We also found that BB supplementation preserves levels of hippocampal CaMKII phosphorylation after TBI, and changes in CaMKII correlated negatively with latency to locate the escape hole in the Barnes maze memory test. CaMKII, the main protein of the postsynaptic density and key BDNF signaling element, upon autophosphorylation increases synaptic efficacy and long-term synaptic memory.In fact, CaMKII dysregulation has been associated with several neuropsychiatric diseases.It is possible that the effects of BB on the BDNF levels results in autophosphorylation of tyrosine residues that rise intracellular calcium levels leading to CaMKII activation.Elevated levels of free radical formation are a common sequel of TBI pathology that can result in lipid peroxidation.In particular, lipid peroxidation has negative consequences for the function of the plasma membrane.
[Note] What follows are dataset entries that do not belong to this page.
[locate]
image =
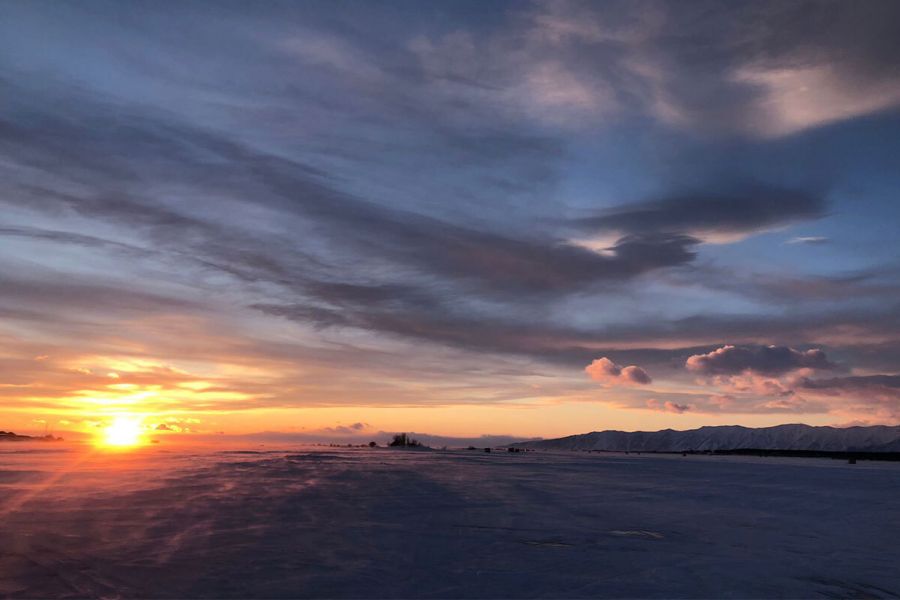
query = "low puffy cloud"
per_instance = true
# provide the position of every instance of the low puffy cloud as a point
(667, 406)
(762, 360)
(351, 429)
(609, 373)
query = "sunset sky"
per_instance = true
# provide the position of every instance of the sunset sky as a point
(335, 219)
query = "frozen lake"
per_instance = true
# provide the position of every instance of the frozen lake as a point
(380, 523)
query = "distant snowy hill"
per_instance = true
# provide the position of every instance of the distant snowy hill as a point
(877, 438)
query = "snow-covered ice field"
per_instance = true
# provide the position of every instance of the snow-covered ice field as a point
(460, 524)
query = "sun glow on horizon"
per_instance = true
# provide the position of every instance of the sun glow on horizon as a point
(122, 432)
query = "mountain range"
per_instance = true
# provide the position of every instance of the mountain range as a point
(877, 438)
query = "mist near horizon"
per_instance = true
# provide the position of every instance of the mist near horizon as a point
(449, 299)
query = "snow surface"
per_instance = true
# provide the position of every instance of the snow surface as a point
(462, 524)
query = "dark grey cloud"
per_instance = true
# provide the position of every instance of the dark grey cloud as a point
(764, 360)
(752, 208)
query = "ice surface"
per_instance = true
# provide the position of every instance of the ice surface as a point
(381, 523)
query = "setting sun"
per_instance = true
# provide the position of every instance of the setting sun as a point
(122, 432)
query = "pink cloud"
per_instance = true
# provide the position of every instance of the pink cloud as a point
(667, 406)
(609, 373)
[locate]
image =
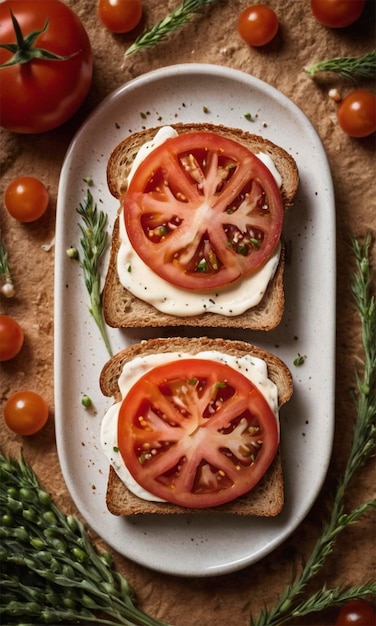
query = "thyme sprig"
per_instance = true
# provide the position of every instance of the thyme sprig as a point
(347, 67)
(51, 573)
(179, 16)
(93, 243)
(6, 282)
(363, 447)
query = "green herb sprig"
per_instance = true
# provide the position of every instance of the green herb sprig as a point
(181, 15)
(347, 67)
(6, 282)
(363, 447)
(93, 243)
(51, 573)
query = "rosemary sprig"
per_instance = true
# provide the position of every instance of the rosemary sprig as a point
(51, 573)
(363, 447)
(6, 282)
(93, 243)
(347, 67)
(181, 15)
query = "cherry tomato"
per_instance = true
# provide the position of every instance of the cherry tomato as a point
(196, 433)
(120, 16)
(41, 94)
(26, 198)
(202, 211)
(258, 25)
(337, 13)
(357, 113)
(11, 338)
(358, 613)
(25, 412)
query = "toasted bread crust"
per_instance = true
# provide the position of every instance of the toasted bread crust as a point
(124, 310)
(267, 498)
(123, 155)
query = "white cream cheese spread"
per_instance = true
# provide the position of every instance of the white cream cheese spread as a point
(253, 368)
(143, 283)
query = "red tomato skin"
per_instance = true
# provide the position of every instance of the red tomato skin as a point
(258, 25)
(337, 13)
(41, 95)
(26, 198)
(357, 113)
(26, 412)
(356, 613)
(195, 435)
(11, 338)
(120, 16)
(159, 257)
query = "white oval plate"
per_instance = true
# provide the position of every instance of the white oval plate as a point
(200, 545)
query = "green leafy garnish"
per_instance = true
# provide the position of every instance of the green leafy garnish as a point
(347, 67)
(6, 282)
(291, 604)
(24, 49)
(93, 243)
(181, 15)
(51, 573)
(299, 360)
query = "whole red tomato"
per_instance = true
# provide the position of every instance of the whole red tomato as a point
(39, 94)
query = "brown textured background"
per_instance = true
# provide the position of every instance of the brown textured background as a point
(210, 38)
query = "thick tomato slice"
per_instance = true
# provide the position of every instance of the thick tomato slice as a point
(202, 211)
(196, 433)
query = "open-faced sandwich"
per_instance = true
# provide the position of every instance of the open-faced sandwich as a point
(197, 241)
(194, 428)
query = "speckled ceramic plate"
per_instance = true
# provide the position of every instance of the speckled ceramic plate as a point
(200, 545)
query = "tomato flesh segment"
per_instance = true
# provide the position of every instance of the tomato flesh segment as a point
(196, 433)
(202, 211)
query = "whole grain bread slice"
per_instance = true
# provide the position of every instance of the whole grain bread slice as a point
(124, 310)
(267, 498)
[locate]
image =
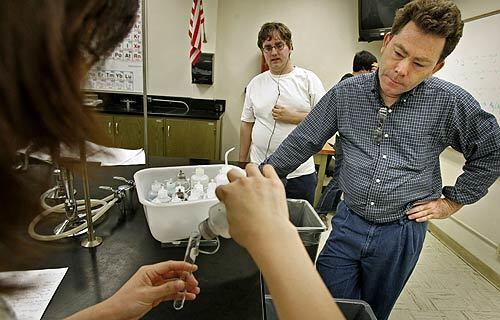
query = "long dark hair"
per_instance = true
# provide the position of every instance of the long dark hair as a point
(47, 49)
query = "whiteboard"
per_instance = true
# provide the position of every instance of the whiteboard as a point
(475, 63)
(122, 70)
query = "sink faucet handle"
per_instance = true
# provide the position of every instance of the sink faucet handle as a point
(129, 182)
(107, 188)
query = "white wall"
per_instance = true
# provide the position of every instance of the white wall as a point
(483, 216)
(169, 67)
(472, 8)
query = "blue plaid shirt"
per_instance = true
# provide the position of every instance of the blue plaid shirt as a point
(382, 180)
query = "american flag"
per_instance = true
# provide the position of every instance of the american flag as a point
(195, 24)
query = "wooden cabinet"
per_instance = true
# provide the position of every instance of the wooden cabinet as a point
(123, 131)
(156, 136)
(167, 137)
(186, 138)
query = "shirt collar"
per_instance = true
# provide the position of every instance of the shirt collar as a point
(375, 87)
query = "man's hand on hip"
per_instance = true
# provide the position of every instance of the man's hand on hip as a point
(435, 209)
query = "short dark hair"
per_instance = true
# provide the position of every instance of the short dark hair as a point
(438, 17)
(363, 60)
(267, 30)
(47, 47)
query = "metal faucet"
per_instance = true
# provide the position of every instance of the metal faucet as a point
(128, 102)
(123, 193)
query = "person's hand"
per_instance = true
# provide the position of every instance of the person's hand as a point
(286, 115)
(153, 284)
(435, 209)
(256, 204)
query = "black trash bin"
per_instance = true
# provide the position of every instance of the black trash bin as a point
(308, 224)
(352, 309)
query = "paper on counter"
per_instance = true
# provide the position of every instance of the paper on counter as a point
(30, 303)
(107, 156)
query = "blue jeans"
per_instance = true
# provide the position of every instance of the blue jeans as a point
(302, 187)
(330, 198)
(369, 261)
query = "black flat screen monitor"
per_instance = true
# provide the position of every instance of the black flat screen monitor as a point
(375, 17)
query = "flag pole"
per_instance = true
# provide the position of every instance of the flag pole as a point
(204, 35)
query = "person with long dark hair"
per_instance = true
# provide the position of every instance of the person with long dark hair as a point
(47, 48)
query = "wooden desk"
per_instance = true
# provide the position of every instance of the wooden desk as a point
(320, 158)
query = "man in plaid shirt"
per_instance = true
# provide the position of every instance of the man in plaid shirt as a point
(393, 126)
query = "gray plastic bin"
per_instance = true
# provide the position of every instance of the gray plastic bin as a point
(309, 225)
(352, 309)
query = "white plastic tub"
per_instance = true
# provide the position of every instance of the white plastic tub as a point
(173, 221)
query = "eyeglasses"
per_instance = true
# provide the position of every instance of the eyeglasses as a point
(279, 46)
(381, 117)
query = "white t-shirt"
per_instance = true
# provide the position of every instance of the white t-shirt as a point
(299, 90)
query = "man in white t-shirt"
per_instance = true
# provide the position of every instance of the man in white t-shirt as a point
(276, 101)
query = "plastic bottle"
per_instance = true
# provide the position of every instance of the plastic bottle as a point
(182, 181)
(162, 196)
(196, 192)
(200, 177)
(221, 178)
(216, 223)
(211, 189)
(170, 186)
(155, 187)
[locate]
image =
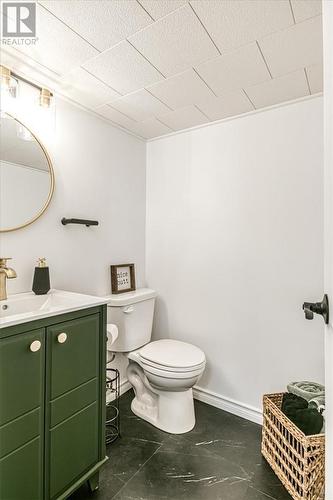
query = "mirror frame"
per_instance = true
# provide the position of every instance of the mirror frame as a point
(51, 191)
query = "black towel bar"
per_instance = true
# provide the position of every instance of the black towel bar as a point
(85, 222)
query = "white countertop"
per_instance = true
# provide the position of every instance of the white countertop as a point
(24, 307)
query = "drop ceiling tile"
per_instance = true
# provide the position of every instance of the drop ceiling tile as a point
(84, 88)
(57, 46)
(150, 128)
(282, 89)
(161, 8)
(231, 104)
(304, 9)
(140, 105)
(182, 118)
(175, 43)
(181, 90)
(232, 23)
(115, 116)
(102, 23)
(315, 78)
(294, 48)
(242, 67)
(123, 68)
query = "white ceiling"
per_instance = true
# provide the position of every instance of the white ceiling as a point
(156, 66)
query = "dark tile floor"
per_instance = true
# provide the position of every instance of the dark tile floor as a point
(219, 459)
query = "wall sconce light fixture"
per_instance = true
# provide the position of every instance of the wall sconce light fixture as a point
(9, 82)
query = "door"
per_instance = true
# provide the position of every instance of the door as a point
(73, 411)
(22, 415)
(328, 273)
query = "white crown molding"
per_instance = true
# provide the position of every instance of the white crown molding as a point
(237, 117)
It has been reported that optimal maintenance of membrane function is essential to support neuronal signaling that underlie synaptic plasticity, and that membrane function loss following TBI may be associated with cognitive deficits.Phospholipids are components of the plasma membrane that are particularly important for regulating cellular signaling and neuronal excitability.The fatty acids residues in phospholipids are sensitive targets to oxidative free radical attack to induce lipid peroxidation. Lipid peroxidation products can impair the barrier function, ion-channel activity,black plastic plant pots bulk and neurotransmitter release associated synaptic activity.Higher 4-HNE formation causes ionic disruption and membrane disturbance which contributes to additional reactive oxygen species production.
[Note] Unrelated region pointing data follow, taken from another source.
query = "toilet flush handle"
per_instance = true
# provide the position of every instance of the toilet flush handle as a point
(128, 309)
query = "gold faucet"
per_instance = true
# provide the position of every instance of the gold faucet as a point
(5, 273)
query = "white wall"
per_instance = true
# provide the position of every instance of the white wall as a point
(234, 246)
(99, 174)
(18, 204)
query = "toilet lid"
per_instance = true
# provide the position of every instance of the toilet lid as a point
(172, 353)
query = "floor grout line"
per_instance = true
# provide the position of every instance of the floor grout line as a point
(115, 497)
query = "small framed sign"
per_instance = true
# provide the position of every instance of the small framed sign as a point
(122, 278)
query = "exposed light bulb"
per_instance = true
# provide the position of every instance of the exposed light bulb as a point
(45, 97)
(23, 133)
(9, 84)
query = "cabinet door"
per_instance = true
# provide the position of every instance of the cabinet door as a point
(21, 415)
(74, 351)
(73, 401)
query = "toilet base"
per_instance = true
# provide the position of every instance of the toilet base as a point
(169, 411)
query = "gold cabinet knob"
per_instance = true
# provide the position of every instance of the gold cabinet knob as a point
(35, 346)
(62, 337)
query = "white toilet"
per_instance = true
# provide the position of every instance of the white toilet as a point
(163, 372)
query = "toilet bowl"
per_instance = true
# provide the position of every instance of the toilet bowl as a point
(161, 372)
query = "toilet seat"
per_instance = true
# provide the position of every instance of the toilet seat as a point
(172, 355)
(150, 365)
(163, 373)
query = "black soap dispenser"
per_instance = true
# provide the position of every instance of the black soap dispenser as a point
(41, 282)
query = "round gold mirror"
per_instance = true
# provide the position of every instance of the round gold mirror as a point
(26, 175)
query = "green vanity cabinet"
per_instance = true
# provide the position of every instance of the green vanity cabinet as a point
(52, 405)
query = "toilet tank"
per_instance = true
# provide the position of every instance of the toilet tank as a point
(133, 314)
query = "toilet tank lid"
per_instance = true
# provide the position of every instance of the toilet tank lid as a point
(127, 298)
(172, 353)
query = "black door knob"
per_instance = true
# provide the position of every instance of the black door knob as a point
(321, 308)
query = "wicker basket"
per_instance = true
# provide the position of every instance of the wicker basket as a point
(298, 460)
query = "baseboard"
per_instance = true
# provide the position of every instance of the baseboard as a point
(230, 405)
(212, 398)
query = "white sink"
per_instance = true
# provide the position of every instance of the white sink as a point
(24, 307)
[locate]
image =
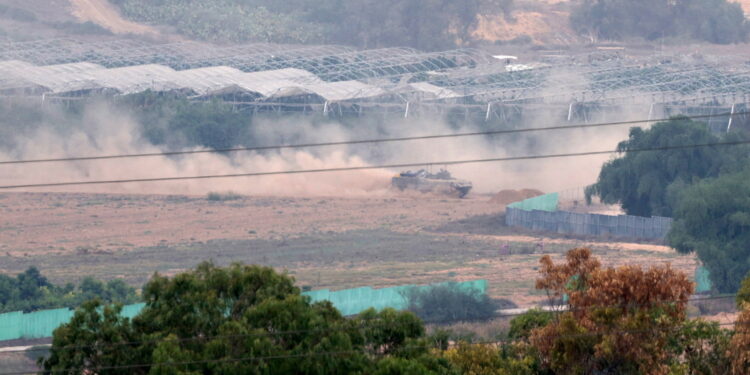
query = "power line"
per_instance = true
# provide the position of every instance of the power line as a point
(355, 142)
(364, 325)
(371, 167)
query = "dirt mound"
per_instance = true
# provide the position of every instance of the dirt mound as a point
(506, 197)
(102, 13)
(546, 26)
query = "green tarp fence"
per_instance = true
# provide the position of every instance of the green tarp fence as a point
(547, 202)
(41, 324)
(702, 280)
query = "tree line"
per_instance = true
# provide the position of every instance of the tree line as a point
(253, 320)
(425, 24)
(714, 21)
(705, 189)
(428, 24)
(30, 291)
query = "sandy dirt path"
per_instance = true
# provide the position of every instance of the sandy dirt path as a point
(104, 14)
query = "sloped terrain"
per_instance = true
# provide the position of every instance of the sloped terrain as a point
(102, 13)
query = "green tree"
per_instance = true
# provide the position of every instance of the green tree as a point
(713, 220)
(238, 320)
(449, 303)
(646, 183)
(523, 325)
(30, 291)
(715, 21)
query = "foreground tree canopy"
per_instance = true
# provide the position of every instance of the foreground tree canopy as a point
(646, 183)
(237, 320)
(715, 21)
(252, 320)
(713, 220)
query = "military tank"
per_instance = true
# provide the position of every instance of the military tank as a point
(426, 182)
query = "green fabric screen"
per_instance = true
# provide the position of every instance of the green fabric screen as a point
(40, 324)
(547, 202)
(702, 280)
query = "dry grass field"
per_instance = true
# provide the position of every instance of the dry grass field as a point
(323, 242)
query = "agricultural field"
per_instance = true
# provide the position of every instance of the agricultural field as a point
(330, 242)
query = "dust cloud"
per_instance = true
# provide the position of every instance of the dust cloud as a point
(105, 131)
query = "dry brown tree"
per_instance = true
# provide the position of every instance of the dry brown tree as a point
(618, 320)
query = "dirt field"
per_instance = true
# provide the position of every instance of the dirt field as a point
(323, 242)
(102, 13)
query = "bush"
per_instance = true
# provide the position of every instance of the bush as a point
(715, 21)
(17, 14)
(31, 291)
(449, 303)
(522, 325)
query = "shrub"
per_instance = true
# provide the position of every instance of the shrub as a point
(449, 303)
(522, 325)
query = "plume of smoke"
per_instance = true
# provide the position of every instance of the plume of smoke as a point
(107, 131)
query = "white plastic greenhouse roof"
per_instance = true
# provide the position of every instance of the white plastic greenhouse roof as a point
(216, 80)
We presently found that TBI caused a marked increase in 4-HNE levels indicative of decreased neuronal excitability. Elevated levels of 4-HNE can form adducts with proteins, promotes oxidative stress,and contributes to membrane damage following TBI.BB is considered to have strong antioxidant capacity, important in its ability to attenuate oxidative stress.The fact that BB reduced the levels of 4-HNE supports the notion that BB attenuated TBI-related oxidative damage with positive consequences for neuronal excitability and plasma membrane function. Further, our reported positive correlation of spatial memory performance with 4-HNE levels suggest that a reduction of 4-HNE is important for behavioral outcome, in agreement with behavioral impact of 4-HNE on spatial memory performance.Interestingly, BB powder supplementation showed a positive effect on various aspects of brain function and plasticity in spite of the fact that the powder contains several components with recognized unhealthy effects. For example, the BB powder has high contents of sugars, particularly fructose, which upon consumption reduced levels of the same plasticity markers being decreased by BB supplementation in our study.It is important to note that in the present study, we matched the two diets for sugars and vitamin C. Therefore, it is likely that the flavonoid components are largely responsible for the observed positive effects of the BB powder possessing antioxidant property.These results seem to indicate that the combination of fructose with flavonoids in natural foods has an overall healthy action, which further suggests the importance of consuming natural foods. Also, the protective effects of BB against TBI pathology may be attributed to the presence of other bio-active compounds present in the powder such as β-carotenes and anthocyanins.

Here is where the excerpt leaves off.